According to recent research, the global healthcare architecture market size is projected to reach US$8,210.5 million by 2025, exhibiting a Compound Annual Growth Rate (CAGR) of 4.1% between 2018-2025. In the Middle East and North Africa (MENA) region, hospital projects worth US$23.8 billion are in the pipeline, highlighting the need for additional hospital beds, clinics, pharmacies, operation theatres, medical laboratories, physiotherapy centres and associated facilities in the coming years. According to the UAE Ministry of Economy and UAE International Investors Council, the country alone has around 700 healthcare projects under development with a total investment of US$60.9 billion.
With patients progressively wanting to access healthcare services from the comfort of their homes, several healthcare providers are implementing digitised, virtual solutions to serve patients better remotely. A digitally focused model of care that leverages virtual or AI-powered healthcare services will enable provider communities to reach a broader patient base beyond geographical boundaries. It ensures the delivery of high-quality, cost-effective care; and maximises precious resources by reducing spending on physical infrastructure.
Harnessing the power of digital in the design of assets using computational design and multi-dimensional modelling also helps in planning to improve efficiency, quality and costs. Tools like Big Data and AI will allow designers to comprehend patterns out of the already existing profiles of patients and put them to use for creating dynamic design layouts for hospitals that are reconfigurable.

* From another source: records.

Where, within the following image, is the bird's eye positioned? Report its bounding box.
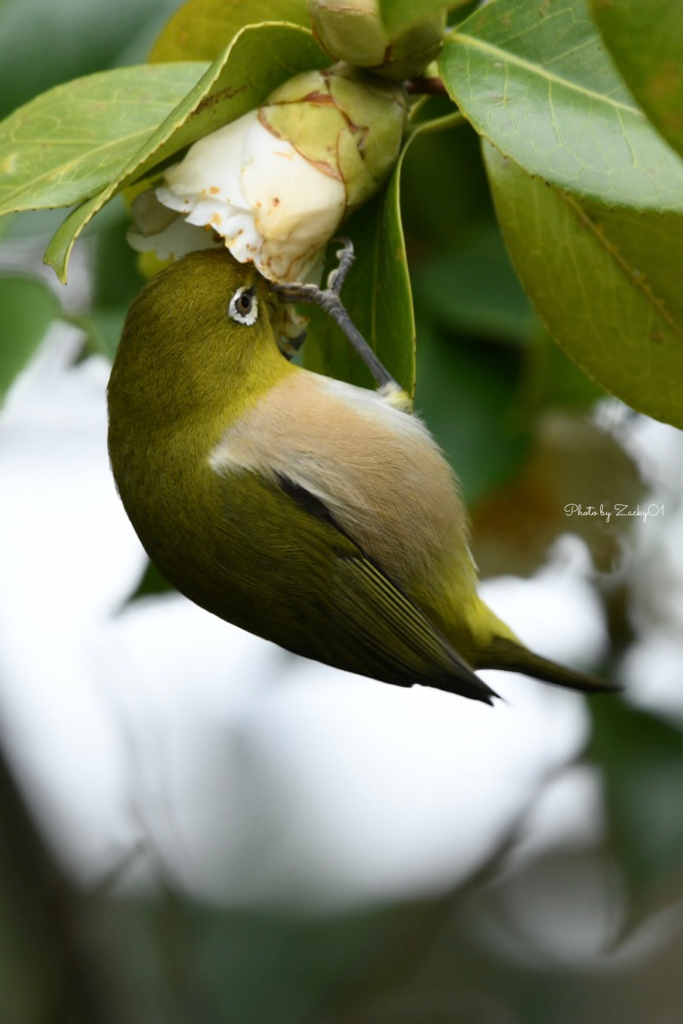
[227,288,258,327]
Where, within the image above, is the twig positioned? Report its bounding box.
[403,78,449,96]
[274,239,399,387]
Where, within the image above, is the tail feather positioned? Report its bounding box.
[477,637,624,693]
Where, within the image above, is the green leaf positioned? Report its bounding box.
[380,0,468,36]
[150,0,311,63]
[588,697,683,890]
[0,276,61,403]
[302,148,415,395]
[439,0,683,213]
[0,62,206,215]
[416,315,531,506]
[414,224,538,345]
[484,143,683,427]
[591,0,683,159]
[0,0,181,117]
[45,25,330,281]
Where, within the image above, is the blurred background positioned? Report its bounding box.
[0,0,683,1024]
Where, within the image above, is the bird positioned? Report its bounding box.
[108,250,618,705]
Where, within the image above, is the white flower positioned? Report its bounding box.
[157,111,346,281]
[129,66,404,282]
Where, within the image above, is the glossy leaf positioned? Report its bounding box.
[301,138,415,395]
[439,0,683,212]
[589,698,683,889]
[591,0,683,159]
[150,0,309,63]
[45,25,329,281]
[414,224,538,345]
[0,276,60,403]
[380,0,468,35]
[416,319,531,507]
[0,0,177,117]
[484,143,683,427]
[0,62,206,215]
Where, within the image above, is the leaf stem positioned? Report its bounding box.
[274,239,399,388]
[405,111,468,142]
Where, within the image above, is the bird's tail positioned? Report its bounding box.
[477,637,623,693]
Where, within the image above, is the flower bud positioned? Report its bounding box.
[308,0,445,79]
[129,66,405,282]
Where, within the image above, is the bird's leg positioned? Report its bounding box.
[273,239,400,390]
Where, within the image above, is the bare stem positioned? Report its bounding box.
[274,239,398,387]
[403,78,449,96]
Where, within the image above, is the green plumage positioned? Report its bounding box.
[109,252,608,702]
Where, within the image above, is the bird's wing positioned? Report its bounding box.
[263,474,497,703]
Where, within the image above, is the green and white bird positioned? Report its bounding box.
[109,250,616,703]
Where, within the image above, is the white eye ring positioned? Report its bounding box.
[227,286,258,327]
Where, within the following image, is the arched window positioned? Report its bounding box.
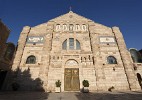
[26,55,36,64]
[107,56,117,64]
[62,39,67,50]
[69,24,74,31]
[130,49,142,63]
[75,24,80,31]
[56,24,61,31]
[62,38,81,50]
[76,40,80,50]
[82,24,87,31]
[63,24,68,31]
[4,43,15,60]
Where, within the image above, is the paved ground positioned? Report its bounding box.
[0,91,142,100]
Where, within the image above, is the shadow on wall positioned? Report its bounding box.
[75,91,142,100]
[8,68,45,92]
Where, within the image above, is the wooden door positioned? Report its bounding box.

Incorporating offsite modular or robotic construction can help deliver flexible infrastructure efficiently. It will help reduce the cost of delivery overall and make healthcare assets flexible and adaptable to future demands. For example, pre-manufactured walls allow hospitals to reconfigure rooms as needed and avoid heavy-duty construction. Additionally, mobile or modular clinics can be a valuable extension of any facility that can serve various functions depending on need.
Another prerequisite for resilient health systems is to move towards low-carbon healthcare. Moving to onsite renewables or purchasing energy-efficient medical devices, for example, will reduce emissions and improve energy security in times of disaster. A sustainable healthcare system should focus on factors such as safety and meeting global standards, getting the same quality or better affordable care, better quality of life with a shorter waiting time, and a place with higher service and skilled labour.
Healthcare organisations must look beyond building more and consider repurposing existing assets. This can be achieved through strategic asset management and utilising tools such as digital twins, and applying data analytics through machine learning to help inform better investment decision-making and improve the planning and operation of existing assets.
Hospitals and healthcare institutions will adopt design strategies that create a healthy environment by focusing on the “points of decision”, where people make choices about their physical activity or diet and influence the decision at that point, enabling preventative healthcare.
Furthermore, architects will consider creating a “health neighbourhood” around healthcare facilities, especially those in the community, so that they can become a health destination rather than a “sickness” destination. The focus should also be on making health and well-being a core focus of healthcare facilities by designing warm, environment-friendly, well-lit, integrated natural spaces that promote healthier choices.